呂南公所記載的三個人,都是建昌南城人。一是陳策,曾經買了一匹騾子,買完之后才發現這匹騾不能備鞍,所以也就不能騎和馱物,但陳策不忍心轉手賣給他人,就命人把它養在村外草屋里,等它老死。他的兒子與奸詐的馬匹商人合謀,經過這里的官人有馬死去的,他們就把騾子的脊背磨破,并大肆夸耀這匹騾子,然后賣給官人。賣完這頭驢之后沒多久,陳策就聽說此事,就連忙前去追趕,并告訴買主實情。官人懷疑陳策也很喜歡這匹騾,并且想把騾買走,于是將騾藏了起來。陳策讓官人試著把鞍放在騾背上,折騰了一天也未能成功,這才把騾子退給陳策并十分感謝他。曾經有人向陳策去買質地輕軟、并帶有椒眼文飾的銀器,陳策沒有答應。那個人就說:“我看見你家里有這種銀器,現在為什么不肯賣給我呢?”陳策回答說:“沒錯,我這里是有銀器,可是那是別人借錢抵押給我的,時間已經過了很久,銀器變得很舊又脆弱,所以不能再用了。我聽說你想要用這個給女兒作陪嫁用,我怎么能拿報廢的銀器來坑害你呢?”說完,就將家中的銀器全部扔進了熾熱的炭火中,并對買主說:“我擔心被抵押人欺騙可能使買銀器的人上當,所以為您驗證一下它的真假。”二是危整,在買魚的時候,經紀人舞弄著秤錘,故意多給稱了幾斤。賣魚人走后,經紀人就對危整說:“你只買五斤,我暗中給你稱了十斤,你得請我喝酒。”危整聽后十分吃驚,連忙去追趕賣魚的人,跑了幾里才追上,把經紀人多給他的魚,按等價付給了賣魚的人。又請那位經紀人去飲酒,并說:“你只是想喝酒罷了,何必去欺負那些賣魚的貧苦人呢?”三是曾叔卿,他買了一些陶器是為了轉賣到北方,但是卻沒能成功。一次,同他一樣做陶器生意的人向他買貨,叔卿答應賣給他,并且付了錢,他順便問道:“如今你買這些陶器做什么?”這個人回答說:“我就是按照你原來的想法去做的。”叔卿立即對他說:“你可不能這樣做。我是因為北方遭遇災荒,所以才不把這批陶器運到北方去賣的,現在我怎能不告訴你這一點,讓你蒙受如此大的損失呢?”于是叔卿沒有把存貨賣給他。而當時叔卿家中貧窮,就連妻子的饑寒溫飽都難以顧全。哎呀,上面這八個人,真可以稱得上是善人賢人啊!
【評析】
本篇記載了八位堪稱賢者的普通人,又因不能將他們的事跡列入正史而流傳,使作者深感遺憾。孔子曾說,人有五種類型:庸人、士人、君子、賢人和圣人。所謂庸人,嘴里不能說出好話,心里也不知道憂愁,被身體的欲念所主宰,思想也就跟著變壞;所謂士人,即使不能盡善盡美,但必定有所操守,說話做事都非常審慎;所謂君子,就是說話忠誠守信而并不自詡有美德,仁義之道充滿在身而臉上并不露出炫耀的神色,思考問題明白通達卻不與人爭辯;所謂賢人,行為符合規矩法度而不傷害本身,言論能夠被天下人取法而不傷害自己,富裕得擁有天下而沒有私藏的財富,把財物施舍給天下人而不用擔憂自己會貧窮;而智慧能通曉大道、面對各種事變而不會窮于應付、能明辨萬物性質的人就是圣人。

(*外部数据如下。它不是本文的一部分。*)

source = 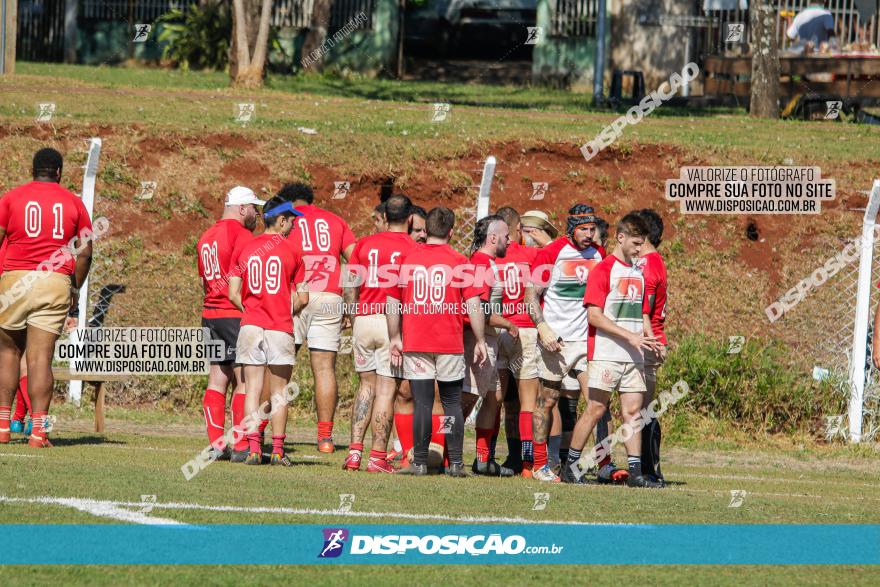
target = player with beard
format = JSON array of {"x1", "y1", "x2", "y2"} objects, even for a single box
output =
[{"x1": 408, "y1": 205, "x2": 428, "y2": 244}]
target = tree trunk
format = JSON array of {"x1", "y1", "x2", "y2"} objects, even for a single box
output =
[
  {"x1": 230, "y1": 0, "x2": 273, "y2": 88},
  {"x1": 301, "y1": 0, "x2": 331, "y2": 70},
  {"x1": 749, "y1": 3, "x2": 780, "y2": 118}
]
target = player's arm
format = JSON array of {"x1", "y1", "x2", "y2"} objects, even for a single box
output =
[
  {"x1": 526, "y1": 284, "x2": 561, "y2": 352},
  {"x1": 71, "y1": 237, "x2": 93, "y2": 312},
  {"x1": 293, "y1": 283, "x2": 309, "y2": 316},
  {"x1": 228, "y1": 276, "x2": 244, "y2": 312},
  {"x1": 386, "y1": 293, "x2": 403, "y2": 369},
  {"x1": 873, "y1": 300, "x2": 880, "y2": 370},
  {"x1": 588, "y1": 305, "x2": 657, "y2": 351},
  {"x1": 341, "y1": 242, "x2": 356, "y2": 262},
  {"x1": 466, "y1": 294, "x2": 488, "y2": 366},
  {"x1": 488, "y1": 312, "x2": 518, "y2": 338}
]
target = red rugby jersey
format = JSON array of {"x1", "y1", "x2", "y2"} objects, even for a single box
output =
[
  {"x1": 639, "y1": 251, "x2": 668, "y2": 346},
  {"x1": 232, "y1": 233, "x2": 305, "y2": 334},
  {"x1": 388, "y1": 243, "x2": 482, "y2": 354},
  {"x1": 0, "y1": 181, "x2": 93, "y2": 275},
  {"x1": 286, "y1": 204, "x2": 356, "y2": 296},
  {"x1": 498, "y1": 241, "x2": 538, "y2": 328},
  {"x1": 349, "y1": 230, "x2": 416, "y2": 316},
  {"x1": 197, "y1": 218, "x2": 254, "y2": 319}
]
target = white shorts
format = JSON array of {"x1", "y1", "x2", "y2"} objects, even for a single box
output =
[
  {"x1": 561, "y1": 371, "x2": 584, "y2": 392},
  {"x1": 404, "y1": 352, "x2": 465, "y2": 382},
  {"x1": 352, "y1": 313, "x2": 400, "y2": 378},
  {"x1": 538, "y1": 341, "x2": 588, "y2": 383},
  {"x1": 236, "y1": 325, "x2": 297, "y2": 366},
  {"x1": 463, "y1": 330, "x2": 499, "y2": 397},
  {"x1": 294, "y1": 292, "x2": 343, "y2": 352},
  {"x1": 496, "y1": 327, "x2": 540, "y2": 380},
  {"x1": 588, "y1": 360, "x2": 646, "y2": 393}
]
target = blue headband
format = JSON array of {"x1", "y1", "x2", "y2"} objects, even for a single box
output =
[{"x1": 263, "y1": 202, "x2": 303, "y2": 219}]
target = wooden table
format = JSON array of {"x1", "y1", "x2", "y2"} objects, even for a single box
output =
[{"x1": 53, "y1": 368, "x2": 128, "y2": 433}]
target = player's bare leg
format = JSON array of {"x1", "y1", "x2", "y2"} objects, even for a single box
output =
[
  {"x1": 366, "y1": 374, "x2": 397, "y2": 473},
  {"x1": 532, "y1": 379, "x2": 562, "y2": 481},
  {"x1": 22, "y1": 325, "x2": 59, "y2": 447},
  {"x1": 393, "y1": 380, "x2": 414, "y2": 466},
  {"x1": 0, "y1": 328, "x2": 25, "y2": 443},
  {"x1": 344, "y1": 370, "x2": 376, "y2": 471},
  {"x1": 311, "y1": 350, "x2": 338, "y2": 452},
  {"x1": 267, "y1": 364, "x2": 294, "y2": 466}
]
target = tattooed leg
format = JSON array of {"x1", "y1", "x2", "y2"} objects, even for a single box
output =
[
  {"x1": 370, "y1": 374, "x2": 398, "y2": 451},
  {"x1": 350, "y1": 371, "x2": 376, "y2": 445},
  {"x1": 532, "y1": 379, "x2": 561, "y2": 444}
]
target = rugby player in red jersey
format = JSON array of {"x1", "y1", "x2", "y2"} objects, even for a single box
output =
[
  {"x1": 636, "y1": 208, "x2": 668, "y2": 484},
  {"x1": 388, "y1": 207, "x2": 487, "y2": 477},
  {"x1": 524, "y1": 205, "x2": 604, "y2": 482},
  {"x1": 228, "y1": 196, "x2": 308, "y2": 466},
  {"x1": 278, "y1": 183, "x2": 356, "y2": 453},
  {"x1": 0, "y1": 148, "x2": 93, "y2": 447},
  {"x1": 343, "y1": 194, "x2": 417, "y2": 472},
  {"x1": 562, "y1": 212, "x2": 662, "y2": 488},
  {"x1": 196, "y1": 186, "x2": 264, "y2": 461}
]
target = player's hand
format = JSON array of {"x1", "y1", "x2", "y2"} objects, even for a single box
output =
[
  {"x1": 507, "y1": 324, "x2": 520, "y2": 339},
  {"x1": 64, "y1": 316, "x2": 79, "y2": 333},
  {"x1": 627, "y1": 332, "x2": 657, "y2": 351},
  {"x1": 390, "y1": 337, "x2": 404, "y2": 370},
  {"x1": 474, "y1": 340, "x2": 488, "y2": 367},
  {"x1": 657, "y1": 344, "x2": 668, "y2": 362},
  {"x1": 537, "y1": 322, "x2": 563, "y2": 352}
]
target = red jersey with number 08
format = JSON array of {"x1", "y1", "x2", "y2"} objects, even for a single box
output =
[
  {"x1": 638, "y1": 251, "x2": 668, "y2": 345},
  {"x1": 349, "y1": 231, "x2": 416, "y2": 316},
  {"x1": 197, "y1": 218, "x2": 255, "y2": 319},
  {"x1": 498, "y1": 241, "x2": 538, "y2": 328},
  {"x1": 286, "y1": 204, "x2": 356, "y2": 296},
  {"x1": 0, "y1": 181, "x2": 93, "y2": 275},
  {"x1": 388, "y1": 243, "x2": 482, "y2": 354},
  {"x1": 232, "y1": 233, "x2": 305, "y2": 334}
]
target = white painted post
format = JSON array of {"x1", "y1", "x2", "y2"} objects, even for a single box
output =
[{"x1": 476, "y1": 156, "x2": 495, "y2": 221}]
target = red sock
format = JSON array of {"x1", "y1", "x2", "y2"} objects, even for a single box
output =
[
  {"x1": 534, "y1": 441, "x2": 548, "y2": 469},
  {"x1": 369, "y1": 448, "x2": 386, "y2": 461},
  {"x1": 430, "y1": 414, "x2": 445, "y2": 447},
  {"x1": 0, "y1": 405, "x2": 10, "y2": 433},
  {"x1": 519, "y1": 411, "x2": 534, "y2": 442},
  {"x1": 231, "y1": 394, "x2": 247, "y2": 452},
  {"x1": 394, "y1": 413, "x2": 414, "y2": 456},
  {"x1": 318, "y1": 421, "x2": 333, "y2": 440},
  {"x1": 272, "y1": 435, "x2": 285, "y2": 455},
  {"x1": 476, "y1": 428, "x2": 493, "y2": 463},
  {"x1": 247, "y1": 432, "x2": 261, "y2": 454},
  {"x1": 13, "y1": 377, "x2": 30, "y2": 421},
  {"x1": 31, "y1": 410, "x2": 49, "y2": 440},
  {"x1": 202, "y1": 389, "x2": 226, "y2": 449},
  {"x1": 599, "y1": 453, "x2": 612, "y2": 468},
  {"x1": 349, "y1": 442, "x2": 364, "y2": 452},
  {"x1": 258, "y1": 418, "x2": 269, "y2": 436}
]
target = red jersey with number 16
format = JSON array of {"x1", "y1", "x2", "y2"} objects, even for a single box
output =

這五種層次,實際上就是一個人通過克制物欲,逐漸提高思想道德水平的過程。如劉太、蘇慶文等人,躬行孝道,兄弟友愛,不取非分之財,便達到了士人的境界,一生持守,就可稱得上君子。而危整的行為,使魚販不致受騙而蒙損失,指出經紀人的過錯卻又不讓他過于失去顏面,稱得上忠信仁義俱全,就是無可挑剔的君子之行了。至于圣、賢兩個層次太過縹緲,恐怕不是普通人可以達到的,但做到君子的程度,就可以算得上普通人中的圣賢了。關鍵是,不能因為身份的卑微,就不去克制物欲,不去培養道德。道德是一種行動,對于普通人而言,要過一種道德的生活,決非體現在轟轟烈烈的壯舉之中,而只是體現在日常平凡的舉止之中。